Obwohl es im aktuellen Koalitionsvertrag einen eigenen Abschnitt gibt, der sich „Gleichstellung“ (s.91) nennt und in dem u.a. die Lohnlücke zwischen Männern und Frauen geschlossen werden sollen, haben wir immer noch eine strukturelle Benachteiligung von Frauen in unserem Steuersystem.
Frauen erleben bis heute strukturelle Benachteiligung
Immer wieder wird gesagt, dass die Gleichstellung doch bereits erreicht sei und es eine Frage des Willens und der eigenen Prioritäten sei, ob man sie lebt oder eben nicht. Paare müssten das schließlich miteinander ausmachen. Es ist weder die Aufgabe des Staats noch der Gesellschaft als Ganzes, in diese individuellen Aushandlungsprozesse einzugreifen.
Doch ist das wahr?
Fakt ist:
Wir haben einen GenderPayGap: Frauen verdienen im Schnitt 18 % weniger als Männer (bereinigt, d.h. bei vergleichbarer Arbeit, beträgt er immer noch 6%). Allein das sorgt schon für eine ordentliche Benachteiligung.
Frauen übernehmen 60% der unbezahlten Arbeit, was dazu führt, dass sie weniger Zeit zur Verfügung haben, in der sie bezahlt arbeiten können.
Das resultiert in einem Gender Pension Gap von mehr als 40% und führt dazu, dass ein durchschnittlicher westdeutscher Mann in seinem Leben ca. 1,5 Mio. € verdient, während es bei einer westdeutschen Frau im Schnitt ca. 600.000€ Lebenserwerbseinkommen sind.

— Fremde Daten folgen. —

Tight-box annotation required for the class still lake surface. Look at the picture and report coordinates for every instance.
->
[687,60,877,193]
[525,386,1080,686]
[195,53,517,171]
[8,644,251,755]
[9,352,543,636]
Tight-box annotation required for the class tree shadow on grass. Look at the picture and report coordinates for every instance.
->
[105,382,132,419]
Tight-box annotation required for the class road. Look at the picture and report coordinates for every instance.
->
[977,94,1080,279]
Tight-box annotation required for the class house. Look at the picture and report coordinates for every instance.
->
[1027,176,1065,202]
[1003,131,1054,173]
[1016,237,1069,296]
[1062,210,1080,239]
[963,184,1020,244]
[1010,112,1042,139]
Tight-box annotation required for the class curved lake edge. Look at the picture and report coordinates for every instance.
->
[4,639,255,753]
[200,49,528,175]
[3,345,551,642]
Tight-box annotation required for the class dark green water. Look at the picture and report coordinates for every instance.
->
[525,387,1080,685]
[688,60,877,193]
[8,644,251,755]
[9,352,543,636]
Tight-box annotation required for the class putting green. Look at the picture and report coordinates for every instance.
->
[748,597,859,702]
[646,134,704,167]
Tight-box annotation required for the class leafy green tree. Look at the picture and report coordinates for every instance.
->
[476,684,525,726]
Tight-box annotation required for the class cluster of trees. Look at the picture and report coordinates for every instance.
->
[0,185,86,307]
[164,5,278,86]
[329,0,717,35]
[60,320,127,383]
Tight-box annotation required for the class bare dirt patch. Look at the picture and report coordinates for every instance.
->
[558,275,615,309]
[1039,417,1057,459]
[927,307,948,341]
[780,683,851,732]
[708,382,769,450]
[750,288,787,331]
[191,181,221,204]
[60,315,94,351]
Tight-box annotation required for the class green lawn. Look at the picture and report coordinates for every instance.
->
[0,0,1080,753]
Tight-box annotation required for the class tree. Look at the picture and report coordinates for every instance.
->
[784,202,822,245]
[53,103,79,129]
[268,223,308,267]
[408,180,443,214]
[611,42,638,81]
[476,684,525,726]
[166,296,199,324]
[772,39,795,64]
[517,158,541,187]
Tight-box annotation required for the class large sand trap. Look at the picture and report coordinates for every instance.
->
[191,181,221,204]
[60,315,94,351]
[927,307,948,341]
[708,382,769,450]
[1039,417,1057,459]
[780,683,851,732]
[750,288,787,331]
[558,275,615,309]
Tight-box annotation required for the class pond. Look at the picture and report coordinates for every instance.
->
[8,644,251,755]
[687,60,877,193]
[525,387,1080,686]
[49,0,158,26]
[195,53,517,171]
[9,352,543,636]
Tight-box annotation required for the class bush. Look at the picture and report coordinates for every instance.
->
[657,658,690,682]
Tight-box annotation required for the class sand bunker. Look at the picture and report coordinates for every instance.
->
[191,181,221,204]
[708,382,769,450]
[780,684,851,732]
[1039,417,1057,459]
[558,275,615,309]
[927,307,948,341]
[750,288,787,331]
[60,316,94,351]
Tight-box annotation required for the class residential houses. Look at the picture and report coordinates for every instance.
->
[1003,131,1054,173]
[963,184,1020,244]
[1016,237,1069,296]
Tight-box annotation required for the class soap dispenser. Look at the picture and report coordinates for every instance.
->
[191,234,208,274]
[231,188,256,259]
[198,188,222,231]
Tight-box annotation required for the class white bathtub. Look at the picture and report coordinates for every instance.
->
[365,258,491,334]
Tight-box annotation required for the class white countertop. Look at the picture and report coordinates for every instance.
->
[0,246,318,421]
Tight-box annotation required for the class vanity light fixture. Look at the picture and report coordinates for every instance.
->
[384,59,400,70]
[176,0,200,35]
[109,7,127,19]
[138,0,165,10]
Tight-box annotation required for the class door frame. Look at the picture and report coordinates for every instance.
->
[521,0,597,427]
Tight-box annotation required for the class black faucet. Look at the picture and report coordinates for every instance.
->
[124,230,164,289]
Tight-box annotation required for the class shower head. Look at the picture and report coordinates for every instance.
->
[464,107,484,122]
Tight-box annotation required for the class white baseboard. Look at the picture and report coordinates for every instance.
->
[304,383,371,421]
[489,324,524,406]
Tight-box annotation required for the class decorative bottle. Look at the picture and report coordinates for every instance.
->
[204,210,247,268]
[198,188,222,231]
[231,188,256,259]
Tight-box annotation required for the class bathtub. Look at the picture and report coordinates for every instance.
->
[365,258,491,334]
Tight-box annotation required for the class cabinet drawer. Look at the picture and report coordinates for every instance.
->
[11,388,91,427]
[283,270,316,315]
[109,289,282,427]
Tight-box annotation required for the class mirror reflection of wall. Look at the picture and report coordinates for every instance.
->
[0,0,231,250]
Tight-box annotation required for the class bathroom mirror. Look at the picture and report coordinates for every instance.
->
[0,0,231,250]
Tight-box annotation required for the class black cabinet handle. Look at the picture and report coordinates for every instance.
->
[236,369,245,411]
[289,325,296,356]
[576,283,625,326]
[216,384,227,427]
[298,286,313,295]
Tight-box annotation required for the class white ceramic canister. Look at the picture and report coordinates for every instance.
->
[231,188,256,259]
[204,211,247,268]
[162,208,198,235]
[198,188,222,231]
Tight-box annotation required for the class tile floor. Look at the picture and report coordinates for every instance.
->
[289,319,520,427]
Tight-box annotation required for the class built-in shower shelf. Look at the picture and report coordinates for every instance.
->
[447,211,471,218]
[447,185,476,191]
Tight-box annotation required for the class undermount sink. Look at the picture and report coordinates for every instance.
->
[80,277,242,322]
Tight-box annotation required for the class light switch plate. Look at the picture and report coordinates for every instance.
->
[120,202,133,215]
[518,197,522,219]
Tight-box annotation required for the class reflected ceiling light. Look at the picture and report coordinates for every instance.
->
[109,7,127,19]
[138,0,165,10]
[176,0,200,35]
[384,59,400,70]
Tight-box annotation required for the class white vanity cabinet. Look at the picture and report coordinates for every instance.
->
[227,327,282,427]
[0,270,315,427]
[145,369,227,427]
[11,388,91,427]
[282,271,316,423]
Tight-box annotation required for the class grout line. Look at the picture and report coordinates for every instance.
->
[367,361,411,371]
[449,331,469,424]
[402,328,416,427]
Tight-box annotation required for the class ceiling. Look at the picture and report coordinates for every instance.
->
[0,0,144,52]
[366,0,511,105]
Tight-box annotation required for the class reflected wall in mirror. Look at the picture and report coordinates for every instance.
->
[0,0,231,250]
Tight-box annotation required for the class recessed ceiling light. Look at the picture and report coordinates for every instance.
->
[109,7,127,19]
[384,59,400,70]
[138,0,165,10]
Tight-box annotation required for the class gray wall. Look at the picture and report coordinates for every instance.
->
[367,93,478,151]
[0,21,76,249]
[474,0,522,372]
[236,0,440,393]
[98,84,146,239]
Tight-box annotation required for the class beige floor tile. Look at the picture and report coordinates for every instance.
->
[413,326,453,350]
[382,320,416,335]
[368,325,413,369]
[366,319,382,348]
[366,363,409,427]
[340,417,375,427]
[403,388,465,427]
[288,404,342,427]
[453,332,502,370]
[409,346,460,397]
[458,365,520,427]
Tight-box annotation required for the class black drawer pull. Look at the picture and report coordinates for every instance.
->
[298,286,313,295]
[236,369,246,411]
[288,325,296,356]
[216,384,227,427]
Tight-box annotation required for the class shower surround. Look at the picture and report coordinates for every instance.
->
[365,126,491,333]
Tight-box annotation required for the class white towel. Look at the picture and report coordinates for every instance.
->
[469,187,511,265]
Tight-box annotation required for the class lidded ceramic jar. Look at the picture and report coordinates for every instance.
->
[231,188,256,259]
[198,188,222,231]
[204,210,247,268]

Unser deutsches Steuersystem unterstützt die Entstehung dieser Gaps
Warum?
39% aller verheirateten Paare lassen sich nach den Steuerklassen 5 und 3 besteuern. Nach wie vor ist dieses Modell eines, das gerne von Steuerberatern empfohlen wird und immer noch als die Variante gilt, in der das Paar am steuerlich am wenigsten belastet wird.

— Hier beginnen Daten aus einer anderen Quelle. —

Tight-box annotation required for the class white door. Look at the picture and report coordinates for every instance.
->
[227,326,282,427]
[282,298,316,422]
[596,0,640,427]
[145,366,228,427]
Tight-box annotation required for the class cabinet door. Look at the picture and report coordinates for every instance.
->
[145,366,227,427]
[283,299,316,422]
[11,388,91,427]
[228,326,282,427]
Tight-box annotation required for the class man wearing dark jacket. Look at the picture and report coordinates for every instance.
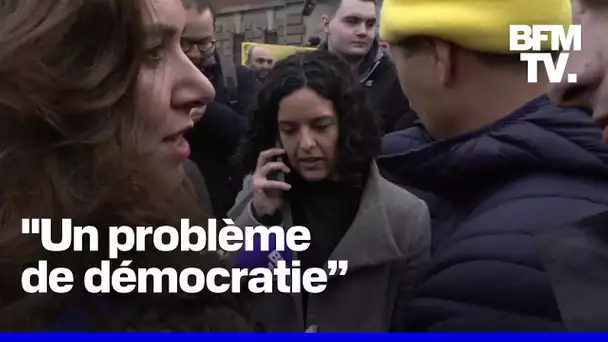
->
[182,0,257,217]
[379,0,608,331]
[319,0,416,133]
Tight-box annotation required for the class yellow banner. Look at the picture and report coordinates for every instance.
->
[241,42,315,65]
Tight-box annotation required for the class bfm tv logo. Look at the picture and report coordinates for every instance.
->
[509,25,582,83]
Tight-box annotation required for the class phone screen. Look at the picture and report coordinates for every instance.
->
[268,138,285,182]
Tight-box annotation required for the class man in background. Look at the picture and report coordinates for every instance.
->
[541,0,608,332]
[247,45,274,83]
[379,0,608,332]
[319,0,416,133]
[182,0,256,217]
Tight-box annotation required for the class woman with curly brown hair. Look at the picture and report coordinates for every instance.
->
[0,0,254,331]
[229,51,430,331]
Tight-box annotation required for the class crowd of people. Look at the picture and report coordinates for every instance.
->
[0,0,608,332]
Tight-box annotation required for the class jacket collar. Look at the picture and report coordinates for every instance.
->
[319,39,384,83]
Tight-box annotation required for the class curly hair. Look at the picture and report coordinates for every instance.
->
[0,0,253,331]
[236,51,381,183]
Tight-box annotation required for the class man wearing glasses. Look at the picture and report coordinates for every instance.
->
[182,0,256,217]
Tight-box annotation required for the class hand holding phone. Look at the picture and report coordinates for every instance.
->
[252,148,291,216]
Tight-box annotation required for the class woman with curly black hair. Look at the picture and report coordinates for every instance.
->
[229,51,430,331]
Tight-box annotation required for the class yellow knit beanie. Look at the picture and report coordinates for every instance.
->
[380,0,572,54]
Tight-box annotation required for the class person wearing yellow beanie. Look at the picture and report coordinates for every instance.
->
[378,0,608,331]
[547,0,608,332]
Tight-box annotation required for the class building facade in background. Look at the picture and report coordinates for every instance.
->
[210,0,327,63]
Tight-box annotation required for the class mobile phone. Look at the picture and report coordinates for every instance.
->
[268,138,285,182]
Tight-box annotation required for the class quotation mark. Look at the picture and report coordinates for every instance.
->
[21,219,51,234]
[327,260,348,276]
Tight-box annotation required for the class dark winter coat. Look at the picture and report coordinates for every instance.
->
[379,96,608,331]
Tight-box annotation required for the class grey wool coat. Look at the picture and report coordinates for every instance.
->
[228,164,431,332]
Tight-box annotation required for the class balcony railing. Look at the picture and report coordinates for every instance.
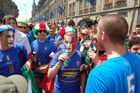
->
[69,11,75,16]
[114,0,127,8]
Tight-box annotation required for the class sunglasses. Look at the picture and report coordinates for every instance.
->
[17,26,27,29]
[37,30,47,33]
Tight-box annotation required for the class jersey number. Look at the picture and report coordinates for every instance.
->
[127,74,135,93]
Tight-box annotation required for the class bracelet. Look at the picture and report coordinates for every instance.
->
[55,63,60,68]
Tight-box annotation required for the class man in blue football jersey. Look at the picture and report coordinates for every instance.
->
[85,15,140,93]
[48,31,86,93]
[0,25,31,77]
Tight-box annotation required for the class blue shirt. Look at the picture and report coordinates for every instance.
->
[50,50,85,93]
[56,44,81,52]
[47,34,57,42]
[85,52,140,93]
[32,39,56,65]
[0,44,29,77]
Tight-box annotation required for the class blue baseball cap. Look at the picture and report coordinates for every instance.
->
[0,25,15,32]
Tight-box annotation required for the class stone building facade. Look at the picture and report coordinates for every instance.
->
[0,0,19,20]
[31,0,140,33]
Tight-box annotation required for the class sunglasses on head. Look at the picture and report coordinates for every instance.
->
[37,30,47,33]
[17,26,27,29]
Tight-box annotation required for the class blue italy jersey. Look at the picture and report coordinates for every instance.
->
[85,52,140,93]
[0,44,29,77]
[32,39,56,66]
[56,44,81,52]
[47,34,57,42]
[50,50,85,93]
[56,35,63,42]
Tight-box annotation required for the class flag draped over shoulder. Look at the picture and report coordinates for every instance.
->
[86,0,96,6]
[58,6,64,15]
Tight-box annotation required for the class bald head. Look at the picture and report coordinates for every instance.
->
[98,14,128,44]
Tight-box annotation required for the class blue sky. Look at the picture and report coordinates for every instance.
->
[12,0,39,20]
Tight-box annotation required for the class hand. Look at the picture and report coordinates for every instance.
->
[87,50,99,64]
[49,52,55,58]
[58,53,67,65]
[80,64,88,71]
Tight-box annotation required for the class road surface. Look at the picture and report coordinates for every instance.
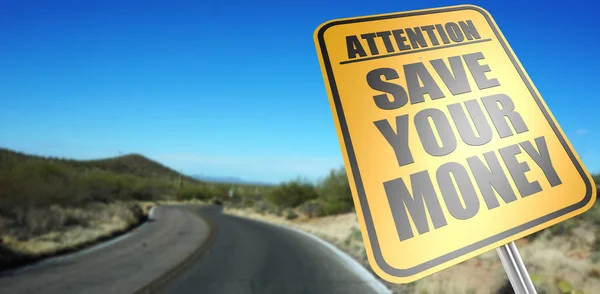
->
[157,207,382,294]
[0,206,209,294]
[0,206,385,294]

Allein diese Aussage ist schon falsch. Denn am Ende des Jahres ist die Steuerlast, die das Paar zu erwarten hat, gleich hoch als wenn es sich in die Steuerklassen 4 und 4 begäbe.
Der Unterschied entsteht unter dem Jahr. Indem die Person, die die Steuerklasse 3 nutzt, sämtliche Freibeträge auf ihr Gehalt anrechnen kann, während die Steuerlast bei der Person in Steuerklasse 5 deutlich höher ist.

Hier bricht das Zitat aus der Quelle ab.